Am Apparat  

War Ihre Mission bei Muammar Gaddafi ein Fehler, Herr Lasar?

Telefonkolumne

Politik | aus FALTER 34/11 vom 24.08.2011

Bei seinem Versuch, die FPÖ als Instanz internationaler Friedensvermittlung zu etablieren, setzte der jüdische Wiener Gemeinderat David Lasar Mitte Juli auf das falsche Pferd: Libyens Diktator Muammar Gaddafi, den er als "Emissär“ seiner Partei in Tripolis besuchen wollte, ist dieser Tage praktisch schon besiegt.

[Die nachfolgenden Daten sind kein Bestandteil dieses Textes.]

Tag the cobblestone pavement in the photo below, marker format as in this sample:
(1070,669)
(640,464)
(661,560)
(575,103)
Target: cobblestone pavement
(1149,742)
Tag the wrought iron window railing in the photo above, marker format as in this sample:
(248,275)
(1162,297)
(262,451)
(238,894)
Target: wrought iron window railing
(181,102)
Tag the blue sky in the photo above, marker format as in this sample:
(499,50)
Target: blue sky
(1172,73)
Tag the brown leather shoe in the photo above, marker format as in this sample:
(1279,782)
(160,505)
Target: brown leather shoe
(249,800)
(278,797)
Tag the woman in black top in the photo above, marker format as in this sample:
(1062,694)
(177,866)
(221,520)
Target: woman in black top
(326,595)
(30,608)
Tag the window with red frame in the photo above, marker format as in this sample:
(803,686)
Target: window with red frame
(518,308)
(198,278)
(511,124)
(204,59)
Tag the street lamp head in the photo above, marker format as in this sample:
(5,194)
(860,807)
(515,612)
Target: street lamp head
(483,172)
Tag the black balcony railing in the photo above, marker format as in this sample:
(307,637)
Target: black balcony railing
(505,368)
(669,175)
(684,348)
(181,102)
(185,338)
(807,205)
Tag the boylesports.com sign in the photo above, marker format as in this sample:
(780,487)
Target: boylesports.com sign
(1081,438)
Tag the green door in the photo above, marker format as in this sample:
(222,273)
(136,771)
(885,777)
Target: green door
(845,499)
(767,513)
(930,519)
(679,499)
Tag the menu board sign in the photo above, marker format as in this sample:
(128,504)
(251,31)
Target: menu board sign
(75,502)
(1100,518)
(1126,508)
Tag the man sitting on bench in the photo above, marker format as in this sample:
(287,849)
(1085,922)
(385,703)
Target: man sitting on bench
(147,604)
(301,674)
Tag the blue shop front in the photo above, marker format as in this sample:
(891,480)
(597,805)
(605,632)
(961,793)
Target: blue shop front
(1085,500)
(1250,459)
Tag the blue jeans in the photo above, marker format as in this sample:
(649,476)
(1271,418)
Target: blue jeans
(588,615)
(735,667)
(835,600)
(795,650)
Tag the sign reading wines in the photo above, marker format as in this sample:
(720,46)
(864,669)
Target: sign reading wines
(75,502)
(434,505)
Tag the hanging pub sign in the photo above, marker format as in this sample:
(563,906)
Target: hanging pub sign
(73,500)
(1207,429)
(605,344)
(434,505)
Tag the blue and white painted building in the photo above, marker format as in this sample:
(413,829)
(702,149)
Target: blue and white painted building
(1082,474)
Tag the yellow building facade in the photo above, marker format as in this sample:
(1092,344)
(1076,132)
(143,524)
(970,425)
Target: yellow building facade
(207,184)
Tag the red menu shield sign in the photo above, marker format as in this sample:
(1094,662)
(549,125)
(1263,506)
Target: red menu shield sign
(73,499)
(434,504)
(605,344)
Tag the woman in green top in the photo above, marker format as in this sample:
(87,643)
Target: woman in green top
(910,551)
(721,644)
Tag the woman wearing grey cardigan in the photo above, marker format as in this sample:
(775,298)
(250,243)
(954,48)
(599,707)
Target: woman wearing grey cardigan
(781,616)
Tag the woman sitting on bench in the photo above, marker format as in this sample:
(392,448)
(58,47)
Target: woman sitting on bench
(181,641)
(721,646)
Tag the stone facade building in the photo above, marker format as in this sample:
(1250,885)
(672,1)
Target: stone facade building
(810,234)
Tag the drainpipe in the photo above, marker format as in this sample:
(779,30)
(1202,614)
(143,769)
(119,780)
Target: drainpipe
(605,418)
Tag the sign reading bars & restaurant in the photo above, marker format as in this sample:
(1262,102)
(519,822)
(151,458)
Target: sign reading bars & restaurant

Herr Lasar, sehen Sie Ihren Vermittlungsversuch im Nachhinein als Fehler?

Mit Sicherheit nicht. Wenn die Sache geklappt und Gaddafi mit den Rebellen verhandelt hätte, dann hätte man sich in den letzten Wochen noch viel Leid erspart. Deshalb habe ich diese Fahrt in Kauf genommen, die ja auch mit gewissen Gefahren behaftet war.

Vor sechs Wochen verwiesen Sie auf den Häuserkampf in Tripolis und meinten, der Kampf und das Nato-Bombardement würden noch 100 Jahre dauern. Warum ging es jetzt doch so schnell?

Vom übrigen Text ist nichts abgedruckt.